Tuesday, February 7, 2012

Diamonds are Forever, not Holidays


Being awakened by the smell of bacon, spending afternoons hunting through op shops and wandering around broad, tree lined avenues punctuated by coffee shops - that's a nice way to spend your holiday.  And I did.  I frolicked and sang and tra-la-la-ed.  Lattes abounded, as did photo ops in the beautiful hill country of Adelaide.  Rolling out of bed at 7, only to return 17 hours later was alright for a week.  Who needed sleep when fun was to be had? 


Then I came back.  Back to work at the Mexican restaurant, back to puzzling through supply lists for craft stations, back to cleaning up my own messes and schedules and dishes.  As suddenly as my holiday had begun, it was over.  Like a kite that rides a down draught of wind, I plummeted back to reality.  Reality was where I realized, diamonds may be forever, but holidays are not. 

Could the entirety of my human existence be worthily spent being awoken by the wafting temptation of bacon and living out of a backpack?  Is there a calling that would answer the question "why am I here" with ambling leisurely where I pleased, picking up volumes of poetry in antique shops? 

The week before I left for Adelaide, I stood reading an article in a psychology magazine at the library.  The article was written about the paradox of the hunt for happiness.  It noted that the most direct way to happiness was not by seeking it, but actually in seeking more grandiose things like the good of others and challenging tasks.  Seeking happiness directly as a product of experiences or acquisition of goods was found to be less successful. 

So perhaps it is better that work and calling pervade the majority of our time.  How could we ever become people of excellent character if it were not for the calluses, the bruises, the sweat borne on every forehead who has ever worked?  Could becoming like Jesus really be brought about by going on cruises and sipping frothy latte foam in the shade of a sprawling magnolia? 

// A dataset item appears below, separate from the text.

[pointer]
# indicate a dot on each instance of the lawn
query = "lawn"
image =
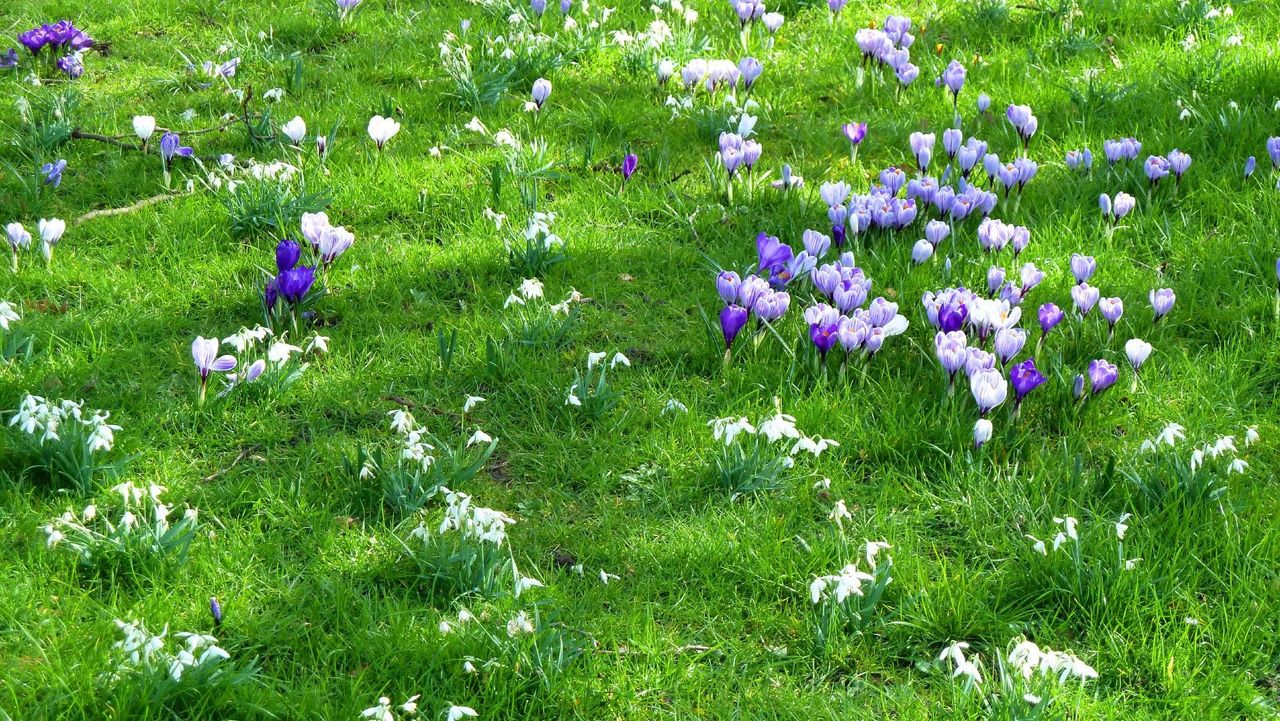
(493, 456)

It must be a telling sign that I have much work left to do if the return to such rankles me so.  How many years of work I have left to do!  How many long nights and trying hours are still to come in order to teach me perseverance and true passion for doing what is right!  Holidays are grand and meant to be enjoyed - and I certainly do enjoy mine when they come - but life is not meant to be whiled away in the cover of a beach umbrella with the latest easy-read fiction.  This is not the good life, as some might suppose.  Rather, the honor of humanity is in working out our calling.  Not just a general call from the great beyond to the most highly evolved species, but a high calling from a Caller to His created.  There can be no calling without One to issue it. 

No doubt, there will be more times when work seems less romantic, less deserving of passion than, say, going sky diving or learning French poetry.  In actuality, it is more romantic, more deserving of passion because it is the rise to a great occasion, the abandonment of silly distractions to do what we were created to do. 

With that, I leave you for the company of my pillow, where I will dream wild dreams before waking to a day of… work training. 

Little Miss Sunshine

PS I've been reading Shakespeare, who has left traces of his phrasing in this post, and some of these ideas of calling I credit to Mr. Os Guinness and his book, The Call, which is excellent and worthy of your time.